I remember the visceral reaction I had the first time my oldest was invited to play at a friend’s house.  I think the mother’s actual words were something like, “Eddie really likes Nick and talks about him all the time.  We would love to have him over for a play date.”  The words I heard were, “I’m going to rip your heart from your chest and take it to my house.  You might never see it again.”  My reaction was so strong and unexpected that seventeen years later I haven’t forgotten it.  Nick never did play with Eddie, even though I liked and trusted the family.  What I could not articulate at that time was how frightened I was to send my son into an unfamiliar setting even though I liked and trusted the family.    Eddie’s parents’ job was to keep Nick safe for two hours while he played, not to make his afternoon perfect.  But I felt like the universe was going to swallow my son if he wasn’t with me.

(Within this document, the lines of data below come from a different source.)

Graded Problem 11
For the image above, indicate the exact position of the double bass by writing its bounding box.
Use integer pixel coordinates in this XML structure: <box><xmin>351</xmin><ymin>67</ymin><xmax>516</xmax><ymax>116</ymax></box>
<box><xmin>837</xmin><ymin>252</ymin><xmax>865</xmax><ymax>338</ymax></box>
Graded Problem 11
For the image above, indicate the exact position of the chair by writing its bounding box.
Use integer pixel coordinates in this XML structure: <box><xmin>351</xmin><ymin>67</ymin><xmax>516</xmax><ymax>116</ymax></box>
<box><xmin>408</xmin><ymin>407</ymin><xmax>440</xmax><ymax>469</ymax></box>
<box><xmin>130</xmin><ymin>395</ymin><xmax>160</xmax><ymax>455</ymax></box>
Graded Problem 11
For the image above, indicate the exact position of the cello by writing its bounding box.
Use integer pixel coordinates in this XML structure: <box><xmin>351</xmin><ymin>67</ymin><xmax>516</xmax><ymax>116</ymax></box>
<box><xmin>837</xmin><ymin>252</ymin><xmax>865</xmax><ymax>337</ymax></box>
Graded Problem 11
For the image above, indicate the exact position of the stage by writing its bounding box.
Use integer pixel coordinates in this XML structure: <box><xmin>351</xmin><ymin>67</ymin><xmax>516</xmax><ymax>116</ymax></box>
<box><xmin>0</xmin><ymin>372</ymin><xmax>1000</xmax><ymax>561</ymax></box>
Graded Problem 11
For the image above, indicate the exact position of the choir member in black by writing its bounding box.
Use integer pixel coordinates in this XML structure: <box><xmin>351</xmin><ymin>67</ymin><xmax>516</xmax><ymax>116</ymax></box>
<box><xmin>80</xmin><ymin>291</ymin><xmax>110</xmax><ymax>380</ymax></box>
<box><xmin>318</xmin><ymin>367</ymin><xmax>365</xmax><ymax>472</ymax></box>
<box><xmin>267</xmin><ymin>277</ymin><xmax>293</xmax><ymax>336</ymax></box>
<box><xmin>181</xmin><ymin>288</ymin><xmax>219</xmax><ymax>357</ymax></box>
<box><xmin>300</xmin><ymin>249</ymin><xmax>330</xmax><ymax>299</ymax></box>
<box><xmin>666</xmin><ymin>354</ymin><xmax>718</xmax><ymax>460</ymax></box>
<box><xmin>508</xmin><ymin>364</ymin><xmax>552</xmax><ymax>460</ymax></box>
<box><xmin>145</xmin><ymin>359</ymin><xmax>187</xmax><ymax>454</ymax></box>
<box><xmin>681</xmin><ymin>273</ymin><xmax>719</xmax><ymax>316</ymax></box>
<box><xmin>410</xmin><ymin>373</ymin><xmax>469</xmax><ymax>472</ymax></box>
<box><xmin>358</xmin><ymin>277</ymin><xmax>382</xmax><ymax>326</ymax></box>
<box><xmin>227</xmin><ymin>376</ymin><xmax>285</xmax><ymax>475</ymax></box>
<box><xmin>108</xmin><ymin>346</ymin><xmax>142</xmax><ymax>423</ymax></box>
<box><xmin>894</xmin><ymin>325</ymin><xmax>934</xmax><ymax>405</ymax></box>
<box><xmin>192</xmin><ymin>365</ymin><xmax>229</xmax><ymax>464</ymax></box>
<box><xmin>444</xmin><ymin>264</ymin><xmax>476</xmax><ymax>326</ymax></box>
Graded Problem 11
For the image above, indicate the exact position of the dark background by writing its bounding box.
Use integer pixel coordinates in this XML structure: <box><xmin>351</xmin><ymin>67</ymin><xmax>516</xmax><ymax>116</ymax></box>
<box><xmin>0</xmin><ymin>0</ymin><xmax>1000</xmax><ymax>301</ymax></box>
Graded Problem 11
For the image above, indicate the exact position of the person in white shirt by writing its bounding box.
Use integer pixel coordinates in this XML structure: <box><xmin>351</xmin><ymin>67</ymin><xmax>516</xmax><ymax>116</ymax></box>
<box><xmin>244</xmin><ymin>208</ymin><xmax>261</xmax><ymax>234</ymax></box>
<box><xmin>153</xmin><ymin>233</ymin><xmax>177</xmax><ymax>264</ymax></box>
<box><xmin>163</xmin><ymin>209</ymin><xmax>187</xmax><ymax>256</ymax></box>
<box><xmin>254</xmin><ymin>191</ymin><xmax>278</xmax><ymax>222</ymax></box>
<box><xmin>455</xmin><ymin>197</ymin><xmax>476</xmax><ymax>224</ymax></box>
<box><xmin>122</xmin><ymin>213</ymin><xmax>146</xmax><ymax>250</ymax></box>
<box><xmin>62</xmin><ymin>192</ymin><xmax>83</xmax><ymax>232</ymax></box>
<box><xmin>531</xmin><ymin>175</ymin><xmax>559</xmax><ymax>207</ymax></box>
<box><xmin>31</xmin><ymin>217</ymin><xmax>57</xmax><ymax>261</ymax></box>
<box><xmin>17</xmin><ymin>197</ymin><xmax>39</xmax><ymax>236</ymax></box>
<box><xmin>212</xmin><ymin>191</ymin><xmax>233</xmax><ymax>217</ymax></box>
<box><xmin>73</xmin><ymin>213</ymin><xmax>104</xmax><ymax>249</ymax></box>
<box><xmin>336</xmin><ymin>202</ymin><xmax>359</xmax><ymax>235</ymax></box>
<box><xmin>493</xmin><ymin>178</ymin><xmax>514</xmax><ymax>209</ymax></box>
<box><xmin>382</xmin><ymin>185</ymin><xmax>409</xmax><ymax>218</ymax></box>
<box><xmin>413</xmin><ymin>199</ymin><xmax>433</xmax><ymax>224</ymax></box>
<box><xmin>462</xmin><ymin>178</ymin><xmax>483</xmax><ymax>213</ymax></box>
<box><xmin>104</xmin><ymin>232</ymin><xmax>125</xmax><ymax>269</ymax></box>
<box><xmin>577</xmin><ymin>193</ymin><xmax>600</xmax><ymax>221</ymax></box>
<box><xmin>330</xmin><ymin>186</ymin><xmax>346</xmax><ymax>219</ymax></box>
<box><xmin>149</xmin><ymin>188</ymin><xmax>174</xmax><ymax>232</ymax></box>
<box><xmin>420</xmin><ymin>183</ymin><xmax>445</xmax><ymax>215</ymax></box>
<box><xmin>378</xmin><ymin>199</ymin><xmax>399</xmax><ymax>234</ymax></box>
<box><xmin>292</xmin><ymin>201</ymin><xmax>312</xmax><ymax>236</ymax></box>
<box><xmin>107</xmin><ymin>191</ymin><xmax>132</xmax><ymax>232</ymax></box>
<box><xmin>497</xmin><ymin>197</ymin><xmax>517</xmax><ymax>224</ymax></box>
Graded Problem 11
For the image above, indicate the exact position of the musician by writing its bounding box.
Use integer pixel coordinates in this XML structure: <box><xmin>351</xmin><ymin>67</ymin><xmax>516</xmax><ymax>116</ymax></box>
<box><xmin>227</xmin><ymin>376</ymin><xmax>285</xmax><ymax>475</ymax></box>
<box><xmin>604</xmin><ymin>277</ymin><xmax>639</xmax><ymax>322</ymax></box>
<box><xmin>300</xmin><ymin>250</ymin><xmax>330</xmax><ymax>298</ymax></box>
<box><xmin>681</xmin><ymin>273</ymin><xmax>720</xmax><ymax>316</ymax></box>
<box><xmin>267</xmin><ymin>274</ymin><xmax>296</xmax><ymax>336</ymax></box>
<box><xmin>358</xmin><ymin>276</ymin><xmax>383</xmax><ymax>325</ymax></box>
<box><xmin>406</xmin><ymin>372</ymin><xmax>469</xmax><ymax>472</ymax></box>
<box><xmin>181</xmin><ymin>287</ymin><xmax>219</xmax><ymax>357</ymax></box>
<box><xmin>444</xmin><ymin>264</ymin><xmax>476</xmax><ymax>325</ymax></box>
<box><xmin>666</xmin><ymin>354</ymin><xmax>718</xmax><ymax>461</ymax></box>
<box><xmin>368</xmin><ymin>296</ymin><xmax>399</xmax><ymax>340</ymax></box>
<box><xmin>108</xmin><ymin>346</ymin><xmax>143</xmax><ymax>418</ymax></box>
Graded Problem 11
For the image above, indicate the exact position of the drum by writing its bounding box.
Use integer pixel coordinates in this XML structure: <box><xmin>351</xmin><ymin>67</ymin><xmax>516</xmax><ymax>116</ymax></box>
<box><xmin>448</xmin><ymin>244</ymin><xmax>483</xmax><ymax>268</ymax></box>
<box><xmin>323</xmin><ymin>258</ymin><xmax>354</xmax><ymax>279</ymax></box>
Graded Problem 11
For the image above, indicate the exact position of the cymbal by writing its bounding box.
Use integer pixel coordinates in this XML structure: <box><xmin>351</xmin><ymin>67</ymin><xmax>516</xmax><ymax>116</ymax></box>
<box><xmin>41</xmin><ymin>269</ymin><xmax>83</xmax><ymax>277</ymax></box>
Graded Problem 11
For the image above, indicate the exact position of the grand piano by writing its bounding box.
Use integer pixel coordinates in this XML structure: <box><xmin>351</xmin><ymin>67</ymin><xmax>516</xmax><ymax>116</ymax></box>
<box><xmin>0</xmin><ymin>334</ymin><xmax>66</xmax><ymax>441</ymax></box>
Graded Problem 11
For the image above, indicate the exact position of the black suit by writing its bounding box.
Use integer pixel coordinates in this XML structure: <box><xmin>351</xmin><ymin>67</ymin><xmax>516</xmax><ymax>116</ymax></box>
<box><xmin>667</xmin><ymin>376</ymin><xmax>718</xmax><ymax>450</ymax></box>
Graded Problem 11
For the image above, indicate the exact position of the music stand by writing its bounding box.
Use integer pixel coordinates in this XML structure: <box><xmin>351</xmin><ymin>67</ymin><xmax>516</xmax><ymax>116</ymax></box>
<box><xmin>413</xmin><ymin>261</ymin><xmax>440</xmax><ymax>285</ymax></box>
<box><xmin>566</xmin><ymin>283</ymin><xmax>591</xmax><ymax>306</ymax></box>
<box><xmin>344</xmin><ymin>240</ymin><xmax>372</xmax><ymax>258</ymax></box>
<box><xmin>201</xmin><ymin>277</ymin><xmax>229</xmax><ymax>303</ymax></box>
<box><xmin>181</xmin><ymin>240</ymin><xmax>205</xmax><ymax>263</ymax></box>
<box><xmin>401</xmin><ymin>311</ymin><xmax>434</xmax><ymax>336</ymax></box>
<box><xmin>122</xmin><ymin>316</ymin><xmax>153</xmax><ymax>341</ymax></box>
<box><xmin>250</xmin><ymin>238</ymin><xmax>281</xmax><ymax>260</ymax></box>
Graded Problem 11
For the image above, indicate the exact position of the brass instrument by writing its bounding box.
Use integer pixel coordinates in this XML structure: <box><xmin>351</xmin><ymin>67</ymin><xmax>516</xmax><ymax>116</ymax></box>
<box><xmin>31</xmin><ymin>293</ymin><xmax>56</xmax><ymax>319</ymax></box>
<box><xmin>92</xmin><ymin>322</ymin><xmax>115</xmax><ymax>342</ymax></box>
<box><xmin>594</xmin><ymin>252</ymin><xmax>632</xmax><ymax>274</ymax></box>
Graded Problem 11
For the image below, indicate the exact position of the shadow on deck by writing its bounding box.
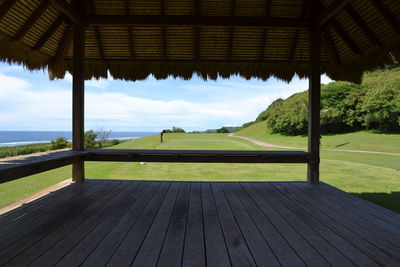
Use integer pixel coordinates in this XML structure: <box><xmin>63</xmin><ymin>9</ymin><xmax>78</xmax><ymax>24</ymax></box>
<box><xmin>0</xmin><ymin>180</ymin><xmax>400</xmax><ymax>267</ymax></box>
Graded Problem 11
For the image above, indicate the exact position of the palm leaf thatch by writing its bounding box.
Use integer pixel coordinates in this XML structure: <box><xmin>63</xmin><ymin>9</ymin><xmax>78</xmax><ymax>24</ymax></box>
<box><xmin>0</xmin><ymin>0</ymin><xmax>400</xmax><ymax>82</ymax></box>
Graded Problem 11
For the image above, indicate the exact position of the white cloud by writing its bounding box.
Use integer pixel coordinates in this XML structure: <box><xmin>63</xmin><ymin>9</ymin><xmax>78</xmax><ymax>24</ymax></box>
<box><xmin>64</xmin><ymin>73</ymin><xmax>112</xmax><ymax>89</ymax></box>
<box><xmin>0</xmin><ymin>70</ymin><xmax>332</xmax><ymax>131</ymax></box>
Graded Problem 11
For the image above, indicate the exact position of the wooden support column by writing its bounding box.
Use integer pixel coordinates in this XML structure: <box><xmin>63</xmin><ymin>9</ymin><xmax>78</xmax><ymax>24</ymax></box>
<box><xmin>72</xmin><ymin>23</ymin><xmax>85</xmax><ymax>182</ymax></box>
<box><xmin>307</xmin><ymin>27</ymin><xmax>321</xmax><ymax>184</ymax></box>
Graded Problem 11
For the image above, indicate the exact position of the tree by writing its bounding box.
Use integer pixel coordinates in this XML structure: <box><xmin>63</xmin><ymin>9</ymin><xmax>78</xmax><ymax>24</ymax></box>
<box><xmin>84</xmin><ymin>130</ymin><xmax>97</xmax><ymax>148</ymax></box>
<box><xmin>50</xmin><ymin>136</ymin><xmax>68</xmax><ymax>149</ymax></box>
<box><xmin>96</xmin><ymin>128</ymin><xmax>111</xmax><ymax>148</ymax></box>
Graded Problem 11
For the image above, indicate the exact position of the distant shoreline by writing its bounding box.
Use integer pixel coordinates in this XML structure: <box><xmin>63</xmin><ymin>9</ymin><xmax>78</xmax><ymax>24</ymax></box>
<box><xmin>0</xmin><ymin>131</ymin><xmax>158</xmax><ymax>148</ymax></box>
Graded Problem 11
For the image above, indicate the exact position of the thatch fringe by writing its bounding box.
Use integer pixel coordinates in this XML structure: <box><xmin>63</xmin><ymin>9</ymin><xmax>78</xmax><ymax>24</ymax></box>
<box><xmin>0</xmin><ymin>32</ymin><xmax>51</xmax><ymax>70</ymax></box>
<box><xmin>0</xmin><ymin>29</ymin><xmax>400</xmax><ymax>83</ymax></box>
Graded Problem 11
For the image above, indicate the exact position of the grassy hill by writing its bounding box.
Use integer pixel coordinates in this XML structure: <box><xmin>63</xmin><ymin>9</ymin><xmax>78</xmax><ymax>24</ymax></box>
<box><xmin>0</xmin><ymin>130</ymin><xmax>400</xmax><ymax>212</ymax></box>
<box><xmin>235</xmin><ymin>121</ymin><xmax>400</xmax><ymax>154</ymax></box>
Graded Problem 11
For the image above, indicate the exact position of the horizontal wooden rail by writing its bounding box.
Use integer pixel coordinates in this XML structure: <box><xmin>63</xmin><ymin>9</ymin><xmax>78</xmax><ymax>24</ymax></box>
<box><xmin>84</xmin><ymin>15</ymin><xmax>311</xmax><ymax>28</ymax></box>
<box><xmin>0</xmin><ymin>149</ymin><xmax>312</xmax><ymax>183</ymax></box>
<box><xmin>84</xmin><ymin>149</ymin><xmax>311</xmax><ymax>163</ymax></box>
<box><xmin>0</xmin><ymin>150</ymin><xmax>88</xmax><ymax>183</ymax></box>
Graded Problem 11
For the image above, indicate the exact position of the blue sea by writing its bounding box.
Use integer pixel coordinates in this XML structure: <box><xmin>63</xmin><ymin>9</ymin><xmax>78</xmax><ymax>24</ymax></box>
<box><xmin>0</xmin><ymin>131</ymin><xmax>158</xmax><ymax>147</ymax></box>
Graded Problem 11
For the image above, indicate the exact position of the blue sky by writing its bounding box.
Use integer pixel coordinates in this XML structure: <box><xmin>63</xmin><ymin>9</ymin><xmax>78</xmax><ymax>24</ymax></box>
<box><xmin>0</xmin><ymin>63</ymin><xmax>330</xmax><ymax>131</ymax></box>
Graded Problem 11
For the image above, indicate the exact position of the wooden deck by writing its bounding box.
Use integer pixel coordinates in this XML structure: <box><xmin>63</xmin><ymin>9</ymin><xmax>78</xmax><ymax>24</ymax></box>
<box><xmin>0</xmin><ymin>180</ymin><xmax>400</xmax><ymax>267</ymax></box>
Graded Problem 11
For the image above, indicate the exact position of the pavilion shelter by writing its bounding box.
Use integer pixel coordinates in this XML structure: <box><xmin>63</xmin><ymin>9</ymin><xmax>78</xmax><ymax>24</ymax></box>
<box><xmin>0</xmin><ymin>0</ymin><xmax>400</xmax><ymax>267</ymax></box>
<box><xmin>0</xmin><ymin>0</ymin><xmax>400</xmax><ymax>183</ymax></box>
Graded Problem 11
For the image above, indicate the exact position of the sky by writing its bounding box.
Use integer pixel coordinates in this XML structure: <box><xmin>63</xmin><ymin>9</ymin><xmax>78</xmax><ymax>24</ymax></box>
<box><xmin>0</xmin><ymin>62</ymin><xmax>331</xmax><ymax>132</ymax></box>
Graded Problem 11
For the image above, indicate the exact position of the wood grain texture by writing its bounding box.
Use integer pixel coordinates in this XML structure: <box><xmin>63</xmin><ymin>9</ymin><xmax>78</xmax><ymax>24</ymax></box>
<box><xmin>0</xmin><ymin>180</ymin><xmax>400</xmax><ymax>266</ymax></box>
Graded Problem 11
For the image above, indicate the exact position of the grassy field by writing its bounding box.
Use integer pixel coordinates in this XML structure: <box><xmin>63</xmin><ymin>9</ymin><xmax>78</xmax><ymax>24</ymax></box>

Obviously, his range grew as he got older, but I wish I understood in his early years that my job was never to make his life seamless, but to let him grow and venture away from me with the confidence of knowing I’d be his home base even if everything wasn’t perfect.  I wish I had let him tell me his needs (a necessary part of growing up) rather than anticipate them.  I wish I hadn’t taken my role as protector to such an extreme.  I wish I had let him play with Eddie.

The world really does feel bigger once you have kids in it, but it would not have felt so overwhelming if I hadn’t misunderstood my responsibilities when he was young.